Checking and validating reference electrodesLatest updated: November 2, 2020
Although a bad reference electrode in a 3-electrode setup may negatively impact your measurements, the extent to which these measurements are effected is sometimes misunderstood.
What impact does a reference electrode have on measurements?
Even if the instrument is stable (good bandwidth set, see app note 04), measurements can be impacted negatively in both DC and EIS measurements by adding ohmic drop.

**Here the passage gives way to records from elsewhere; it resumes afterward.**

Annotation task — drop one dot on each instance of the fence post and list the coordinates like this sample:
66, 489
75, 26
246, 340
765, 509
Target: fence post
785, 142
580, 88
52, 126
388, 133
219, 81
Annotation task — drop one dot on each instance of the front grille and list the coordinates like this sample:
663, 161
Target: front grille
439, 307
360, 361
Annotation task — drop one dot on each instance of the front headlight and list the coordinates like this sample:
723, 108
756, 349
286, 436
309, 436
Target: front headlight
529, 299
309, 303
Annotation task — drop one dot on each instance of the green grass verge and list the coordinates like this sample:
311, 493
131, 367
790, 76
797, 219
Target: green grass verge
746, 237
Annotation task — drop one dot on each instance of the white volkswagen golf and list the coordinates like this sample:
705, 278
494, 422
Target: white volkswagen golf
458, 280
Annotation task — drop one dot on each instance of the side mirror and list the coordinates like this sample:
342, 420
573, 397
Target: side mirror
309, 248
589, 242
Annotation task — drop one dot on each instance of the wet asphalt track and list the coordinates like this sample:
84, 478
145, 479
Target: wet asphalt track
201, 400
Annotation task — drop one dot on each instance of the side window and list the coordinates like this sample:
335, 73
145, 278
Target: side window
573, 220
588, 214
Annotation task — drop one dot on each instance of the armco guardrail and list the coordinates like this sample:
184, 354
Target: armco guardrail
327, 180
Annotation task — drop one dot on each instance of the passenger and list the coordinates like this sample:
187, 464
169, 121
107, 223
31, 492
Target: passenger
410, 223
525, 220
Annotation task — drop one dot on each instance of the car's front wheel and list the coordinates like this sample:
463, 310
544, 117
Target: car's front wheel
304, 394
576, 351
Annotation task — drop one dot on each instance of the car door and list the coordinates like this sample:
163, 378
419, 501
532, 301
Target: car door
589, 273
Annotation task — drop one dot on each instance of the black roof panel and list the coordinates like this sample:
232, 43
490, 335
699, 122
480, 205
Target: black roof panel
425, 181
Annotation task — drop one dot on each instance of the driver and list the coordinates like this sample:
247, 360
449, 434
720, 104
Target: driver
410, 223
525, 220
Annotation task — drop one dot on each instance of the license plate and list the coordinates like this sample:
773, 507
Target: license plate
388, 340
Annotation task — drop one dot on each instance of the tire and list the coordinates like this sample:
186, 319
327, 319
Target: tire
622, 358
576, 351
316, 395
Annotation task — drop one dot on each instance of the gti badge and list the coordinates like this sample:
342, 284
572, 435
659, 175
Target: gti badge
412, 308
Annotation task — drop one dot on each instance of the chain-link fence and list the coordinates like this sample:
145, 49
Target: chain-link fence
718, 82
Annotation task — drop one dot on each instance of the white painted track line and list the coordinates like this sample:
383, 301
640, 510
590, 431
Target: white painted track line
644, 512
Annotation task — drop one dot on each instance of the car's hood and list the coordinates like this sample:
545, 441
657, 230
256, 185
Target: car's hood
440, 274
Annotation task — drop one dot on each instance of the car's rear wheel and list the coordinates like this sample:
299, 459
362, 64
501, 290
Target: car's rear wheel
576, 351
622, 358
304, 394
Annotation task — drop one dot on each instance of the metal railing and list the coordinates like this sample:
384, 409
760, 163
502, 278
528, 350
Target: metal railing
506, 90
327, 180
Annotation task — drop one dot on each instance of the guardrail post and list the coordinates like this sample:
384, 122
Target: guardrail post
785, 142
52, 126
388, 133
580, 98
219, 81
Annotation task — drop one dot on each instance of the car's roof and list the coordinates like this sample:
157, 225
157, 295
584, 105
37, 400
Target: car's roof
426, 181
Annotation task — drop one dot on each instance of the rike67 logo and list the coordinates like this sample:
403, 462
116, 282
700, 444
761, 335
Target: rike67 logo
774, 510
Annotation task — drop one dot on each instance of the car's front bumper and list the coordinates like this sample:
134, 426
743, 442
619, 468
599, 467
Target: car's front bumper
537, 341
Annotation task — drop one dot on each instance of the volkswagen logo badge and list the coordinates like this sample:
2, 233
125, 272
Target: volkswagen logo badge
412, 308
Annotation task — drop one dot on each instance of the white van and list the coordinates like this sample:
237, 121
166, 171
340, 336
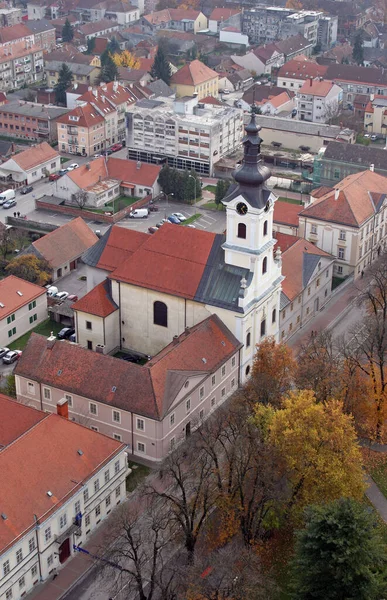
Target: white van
7, 195
139, 213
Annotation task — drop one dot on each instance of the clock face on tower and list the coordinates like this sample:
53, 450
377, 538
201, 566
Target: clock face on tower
241, 208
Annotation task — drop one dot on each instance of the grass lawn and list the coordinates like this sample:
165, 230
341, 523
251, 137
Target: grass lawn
43, 328
191, 219
289, 200
138, 474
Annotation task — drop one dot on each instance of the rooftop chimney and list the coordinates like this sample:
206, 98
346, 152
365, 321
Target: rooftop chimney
51, 340
62, 408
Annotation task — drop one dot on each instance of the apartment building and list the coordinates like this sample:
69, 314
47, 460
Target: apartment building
142, 405
375, 116
30, 121
187, 133
319, 101
60, 480
20, 64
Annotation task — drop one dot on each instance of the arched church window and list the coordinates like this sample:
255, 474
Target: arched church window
160, 314
242, 231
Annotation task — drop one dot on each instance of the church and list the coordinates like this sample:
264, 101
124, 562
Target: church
148, 289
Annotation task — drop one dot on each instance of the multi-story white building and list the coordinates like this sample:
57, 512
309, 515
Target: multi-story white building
186, 132
59, 481
319, 101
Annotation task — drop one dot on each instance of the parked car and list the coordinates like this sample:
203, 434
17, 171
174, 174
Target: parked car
179, 216
62, 295
11, 356
27, 189
65, 333
9, 204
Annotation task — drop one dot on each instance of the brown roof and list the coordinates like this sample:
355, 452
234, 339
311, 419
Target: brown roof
147, 390
360, 196
193, 73
66, 243
11, 300
35, 156
286, 213
97, 302
23, 419
171, 261
44, 459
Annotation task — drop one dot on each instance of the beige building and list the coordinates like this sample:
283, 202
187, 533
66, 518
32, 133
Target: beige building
59, 481
23, 305
307, 286
375, 115
195, 78
150, 407
349, 221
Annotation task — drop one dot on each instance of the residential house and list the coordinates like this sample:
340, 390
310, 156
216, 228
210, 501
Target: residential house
185, 132
195, 78
159, 411
29, 166
63, 247
179, 19
349, 221
260, 60
336, 161
105, 181
375, 115
319, 101
43, 32
30, 121
297, 135
60, 480
307, 286
23, 305
221, 18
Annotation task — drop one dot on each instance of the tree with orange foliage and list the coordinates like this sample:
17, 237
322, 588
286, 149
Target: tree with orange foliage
273, 373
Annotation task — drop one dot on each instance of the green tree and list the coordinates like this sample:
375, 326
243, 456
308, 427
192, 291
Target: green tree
161, 68
64, 81
67, 31
340, 554
358, 52
221, 191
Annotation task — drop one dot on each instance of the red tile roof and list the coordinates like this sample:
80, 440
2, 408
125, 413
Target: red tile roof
35, 156
358, 199
97, 302
66, 243
46, 459
171, 261
23, 418
9, 297
193, 73
286, 213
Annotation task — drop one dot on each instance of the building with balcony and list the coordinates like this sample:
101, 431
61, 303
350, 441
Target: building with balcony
319, 101
60, 480
186, 133
30, 121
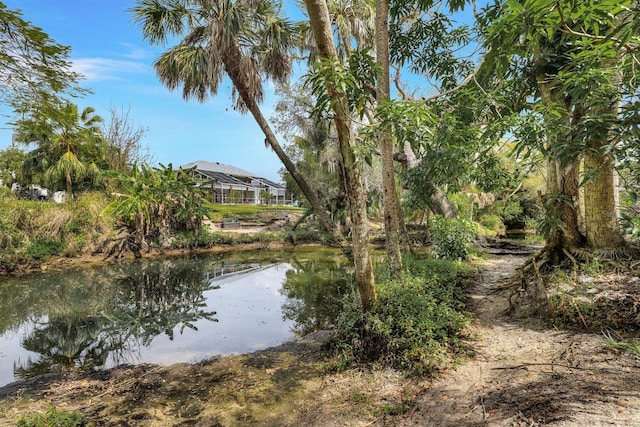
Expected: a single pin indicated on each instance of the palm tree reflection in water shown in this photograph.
(150, 300)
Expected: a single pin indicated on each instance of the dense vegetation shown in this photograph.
(532, 129)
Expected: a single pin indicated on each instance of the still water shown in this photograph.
(165, 311)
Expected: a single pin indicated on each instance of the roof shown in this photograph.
(204, 166)
(223, 178)
(227, 174)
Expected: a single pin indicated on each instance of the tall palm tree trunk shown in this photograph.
(321, 27)
(232, 68)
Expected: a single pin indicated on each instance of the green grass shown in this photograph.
(53, 417)
(245, 212)
(415, 327)
(616, 342)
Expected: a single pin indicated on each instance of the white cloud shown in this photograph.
(135, 52)
(100, 69)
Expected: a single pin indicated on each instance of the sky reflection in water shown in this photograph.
(168, 311)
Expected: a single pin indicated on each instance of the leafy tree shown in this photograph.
(123, 142)
(330, 72)
(155, 203)
(392, 210)
(580, 57)
(69, 144)
(246, 40)
(32, 63)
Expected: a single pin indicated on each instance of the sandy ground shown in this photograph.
(523, 374)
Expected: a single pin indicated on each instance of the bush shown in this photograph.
(53, 417)
(450, 238)
(45, 247)
(416, 326)
(492, 223)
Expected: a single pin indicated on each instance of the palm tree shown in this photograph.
(244, 39)
(69, 144)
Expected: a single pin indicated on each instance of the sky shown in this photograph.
(108, 49)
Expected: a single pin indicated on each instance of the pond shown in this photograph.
(165, 311)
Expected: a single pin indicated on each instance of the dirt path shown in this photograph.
(526, 374)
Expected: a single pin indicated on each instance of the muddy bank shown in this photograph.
(524, 374)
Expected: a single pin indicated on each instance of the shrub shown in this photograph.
(53, 417)
(416, 326)
(493, 223)
(450, 238)
(45, 247)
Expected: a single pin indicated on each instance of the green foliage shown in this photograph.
(355, 79)
(70, 150)
(53, 418)
(156, 202)
(45, 247)
(493, 223)
(33, 66)
(618, 343)
(416, 325)
(451, 238)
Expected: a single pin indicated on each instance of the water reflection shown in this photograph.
(315, 290)
(179, 310)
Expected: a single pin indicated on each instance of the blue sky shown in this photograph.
(107, 47)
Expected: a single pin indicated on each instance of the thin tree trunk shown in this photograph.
(321, 27)
(385, 141)
(233, 70)
(438, 202)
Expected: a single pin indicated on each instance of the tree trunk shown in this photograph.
(321, 27)
(562, 181)
(385, 141)
(233, 70)
(600, 219)
(601, 222)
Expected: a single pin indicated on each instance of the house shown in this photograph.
(229, 184)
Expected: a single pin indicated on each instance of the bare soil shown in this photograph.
(523, 374)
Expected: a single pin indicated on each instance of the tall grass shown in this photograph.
(417, 325)
(35, 230)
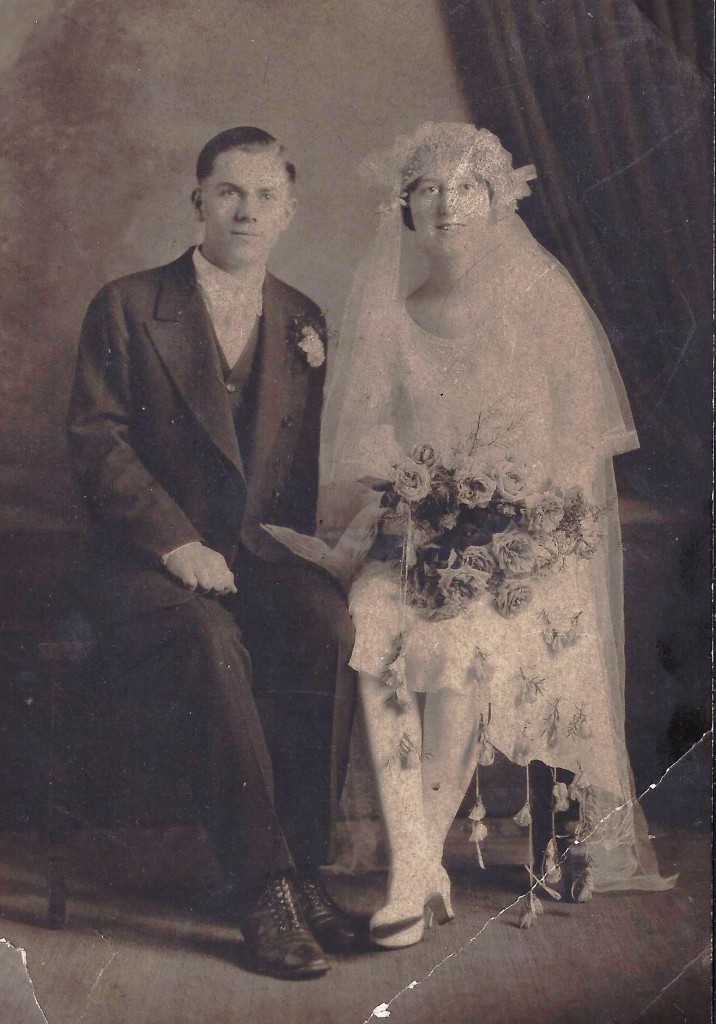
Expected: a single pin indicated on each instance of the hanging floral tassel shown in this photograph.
(409, 752)
(552, 868)
(531, 911)
(487, 754)
(523, 817)
(560, 798)
(478, 830)
(394, 677)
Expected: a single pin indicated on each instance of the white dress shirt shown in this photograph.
(234, 308)
(234, 304)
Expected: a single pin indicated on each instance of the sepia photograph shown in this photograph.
(355, 511)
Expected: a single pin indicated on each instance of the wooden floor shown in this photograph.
(132, 955)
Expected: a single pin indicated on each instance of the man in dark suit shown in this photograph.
(194, 420)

This will induce a voltage shift for DC measurements (Fig. 1a) or introduce resistance components in series for EIS data (Fig 1b).
Figure 1.a) CV curves of [(Fe(CN)63-] (0.6 mM) + KCl (0.1 M). No resistance and resistance
of 100 Ω added in series with the WE. b) Nyquist plot (below) of circuit #3 of TestBox-3 in the. No resistance,
resistance of 100 Ω, and 1 kΩ added in series with the WE. From App Note 27
NOTE: a series of App Notes dealing with Ohmic drop is available.
- AN#27 – Ohmic Drop: Part I: Its Effect on measurements
- AN#28 – Ohmic Drop: Part II: Introduction to Ohmic Drop measurement techniques
High-frequency artifacts in EIS measurements.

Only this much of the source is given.